Stone-Palmquist asked board members to consider recommendations, including developing a model student code of conduct that incorporates the new rules, partnering with the advocacy center to request an attorney general’s opinion on what districts are required to do, and expanding data collection.

Tom McMillin, a member of the state board, asked whether the state should consider financial penalties, such as withholding some state aid.

“I’m a fierce advocate for local control. But in areas where the incentives might not be there to do what’s right … I’m fine with the state stepping in,” McMillin said.

Board member Pamela Pugh said she appreciated the push for the board to “move with great speed.” She said the data and stories provided are “compelling, as well as convincing.”

Stone-Palmquist said that despite her concerns, there have been some successes.

“Districts that used to automatically expel 180 days for fights, for instance, have partnered with us to dramatically reduce those removals with great outcomes,” she said. “We know alternatives are possible and that they actually help get to the root of the problem, prevent future wrongdoing and repair the harm.”

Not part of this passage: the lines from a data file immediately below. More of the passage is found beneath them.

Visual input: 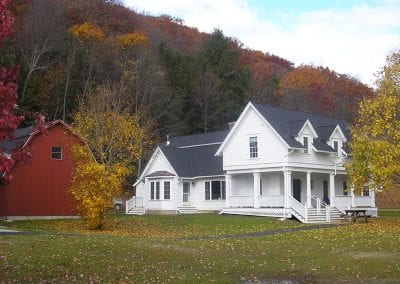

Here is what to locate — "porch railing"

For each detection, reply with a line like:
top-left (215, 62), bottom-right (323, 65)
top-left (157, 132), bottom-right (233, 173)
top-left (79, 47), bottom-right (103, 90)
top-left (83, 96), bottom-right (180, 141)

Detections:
top-left (125, 196), bottom-right (143, 212)
top-left (289, 195), bottom-right (308, 223)
top-left (335, 195), bottom-right (373, 207)
top-left (258, 195), bottom-right (285, 207)
top-left (354, 196), bottom-right (372, 207)
top-left (333, 196), bottom-right (351, 214)
top-left (229, 195), bottom-right (254, 207)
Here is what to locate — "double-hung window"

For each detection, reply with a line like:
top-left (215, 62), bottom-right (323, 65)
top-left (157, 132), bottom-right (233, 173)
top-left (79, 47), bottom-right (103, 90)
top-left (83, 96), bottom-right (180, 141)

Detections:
top-left (205, 180), bottom-right (226, 200)
top-left (333, 141), bottom-right (339, 156)
top-left (249, 136), bottom-right (258, 158)
top-left (303, 136), bottom-right (308, 153)
top-left (150, 181), bottom-right (160, 200)
top-left (362, 185), bottom-right (369, 196)
top-left (164, 181), bottom-right (171, 200)
top-left (51, 147), bottom-right (62, 160)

The Detroit school district didn’t come up during the hearing. But on the same day Stone-Palmquist presented to the state board, Detroit Superintendent Nikolai Vitti gave a presentation to his local board of education about what’s happened in the months since the district embarked on an effort to improve school culture by revising the student code of conduct, hiring deans for each school, and providing training on alternative discipline methods.

The bottom line: Vitti said that schools are booting out dramatically fewer students and greatly increasing alternative methods of discipline. In-school suspensions are up, given the push against out-of-school suspensions.

But the changes have also raised concerns. Some school staff have said the new rules are tying their hands. Vitti said it will take time for the changes to take hold, and he outlined some areas that need to improve, including more training.